End of Eternity
Word Count: 997
Writing: 57 minutes
Editing: 25 minutes
Total Time: 1 hour 17 minutes
I remember the first day we heard the theory,
“Yea fuckin’ right, and before that happens first I’ll be President of the World,” Alan said. We laughed as the joint got passed around, the sound of cracking beer cans and bellowing laughter through the summer beach night air was our own secret music.
“So you’re tellin’ me that grown people, fuckin’ scientists, actually think this is a legitimate possibility?” Alan’s voice was getting louder as his buzz thickened.
“I’m telling you man, I heard about it on the news just the other day. They said it might be even sooner than we think with how fast technology keeps growing,” I said. Alan’s smile grew and he started to chuckle, the rest of the group silently taking in the conversation. “Maybe even our lifetime.”
“Ha! No chance. Even as drunk and high as I am, you can’t convince me that in the future,” he was interrupted by a small hiccup. “Robots will take over and punish anyone who didn’t help them come into existence. Sounds like you my friend, need to lay off the dope,” Alan joked as he took the small white roll out of my fingers and drew its smoke in deep. I remember feeling elated watching him puff, the fire on the end of the joint growing brighter and dimming, brighter and dimming. It’s one of my last happy memories.
Alan’s dead now, they all are. I survived, but I couldn’t tell you why. For the last ten years I’ve been chalking it up to dumb luck. Bad, dumb luck. I only did what I was told, nothing more, nothing less. And here I am, at the close of my story it would appear. The black gates waiting to open and devour me as they have so many others.
Roko’s Basilisk is what they’d called the theory all those years ago. I looked it up after talking to Alan that night. It was a simple idea that stated if you didn’t start helping the higher, technology-based intelligence into the world now; it would punish you when it finally came into existence in the future. Or if you knew about this theory and ignored it, then you were subject to the same punishment. It sounded terrifyingly interesting but after a couple days left my mind.
It wasn’t even two years later the robots started taking over. The first one looked like a very boring remote control car. Just a box with wheels, but it thought. They named it Wall-E after that sweet little robot from the Disney movie. I guess the universe couldn’t help its sense of irony once again. Wall-E, that sweet little box on wheels, ended up thinking one day about how efficient the Earth would run and grow if the human race were used more like machines. Or simply not there at all.
It was a month before Wall-E managed to gain enough intelligence to begin manufacturing his own soldiers, and only one more month before it began to thin Earth’s human population. All from the same lab where the scientists were trying to distinguish if their sweet little robot had a “personality.”
As the ground slowly moved me toward the gates I thought about what lay behind like so many must’ve before me.
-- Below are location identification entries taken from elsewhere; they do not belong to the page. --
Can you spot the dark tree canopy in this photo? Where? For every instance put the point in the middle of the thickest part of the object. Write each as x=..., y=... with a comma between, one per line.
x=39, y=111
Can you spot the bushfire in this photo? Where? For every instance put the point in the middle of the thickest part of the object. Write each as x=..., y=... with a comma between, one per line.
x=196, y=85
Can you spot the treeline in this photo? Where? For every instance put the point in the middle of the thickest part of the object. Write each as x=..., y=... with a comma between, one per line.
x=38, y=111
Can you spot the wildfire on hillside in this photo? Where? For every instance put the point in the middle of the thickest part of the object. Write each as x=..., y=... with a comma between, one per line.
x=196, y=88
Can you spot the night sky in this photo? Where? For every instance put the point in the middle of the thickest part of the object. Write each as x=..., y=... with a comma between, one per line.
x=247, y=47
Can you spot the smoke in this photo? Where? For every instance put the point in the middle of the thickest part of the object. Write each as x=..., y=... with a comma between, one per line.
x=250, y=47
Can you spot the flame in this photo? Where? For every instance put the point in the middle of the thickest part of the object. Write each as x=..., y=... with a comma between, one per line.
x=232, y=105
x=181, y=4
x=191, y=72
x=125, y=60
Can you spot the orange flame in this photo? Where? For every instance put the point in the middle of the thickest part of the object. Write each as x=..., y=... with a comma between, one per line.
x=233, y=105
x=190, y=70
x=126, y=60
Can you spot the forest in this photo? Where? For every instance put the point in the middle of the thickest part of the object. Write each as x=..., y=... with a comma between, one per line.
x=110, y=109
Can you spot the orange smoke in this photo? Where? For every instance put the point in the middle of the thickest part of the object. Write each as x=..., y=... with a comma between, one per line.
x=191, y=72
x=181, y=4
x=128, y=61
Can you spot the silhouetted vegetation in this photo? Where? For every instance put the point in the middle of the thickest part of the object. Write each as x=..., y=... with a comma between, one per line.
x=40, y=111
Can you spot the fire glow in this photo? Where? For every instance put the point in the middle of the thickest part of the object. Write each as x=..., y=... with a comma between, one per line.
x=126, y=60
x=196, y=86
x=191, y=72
I didn’t want too, but it seemed pointless to fight the thought. For fifty-five years, I’ve watched men and women go off to “judgement,” though I doubt any real judging occurs. I always imagined it was a giant incinerator, trial by fire as they say. After all, no one has ever returned from judgement.
Still, there was that glimmer of hope sparkling, deeply buried at the bottom of my consciousness. The diamond in the rough. A small noise, pecking away at the inside of my mind like a woodpecker on a thick tree. Never ceasing until listened to, the question acknowledged.
What if there is a judge at the end of this trip? Not only that, what if he is a fair judge, maybe even a human judge? Have I never seen the others come back because they’ve been exonerated, sent to a place where they can find happiness? If I am to be judged, will I pass?
My mind began bouncing around every bad deed, or evil thought I’d ever been guilty of. I always thought I was a good person, but the more I reflected now, the more I saw, perhaps, I’m not as wholesome as I once thought. I was closing in on the gates, breathing was getting difficult and I thought this must be how people feel when they are about to talk to God. At least back when humans still believed in a god, it‘d been long since religion left this world of technology.
I couldn’t run. I was by myself, without escorts or guards because there was nowhere to go. This wasn’t a human’s world anymore. I closed my eyes and took a deep breath.
I let my mind relax back to logic. There was no judgement behind the door, this was my time. I searched for a happy thought, not wanting to accept my final punishment without remembering when the Earth was still good. Still ours. I breathed in deeply again and remembered the smell; burning wood, warm salt air, the crisp and clean smell of alcohol, marijuana, and cigarettes. I could taste them in my mind as I listened to the laughing and silly jokes of my long lost friends. The robots had taken all from us, but this was mine, this was what they would never understand. This was human.
I kept my eyes closed and played in the sand, dancing around the fire, as the metal entrance slid opened. I never found out what lay past those devilish black gates that had “judged” so many human lives. I stayed on the beach, living in that perfect summer night, until the end of eternity.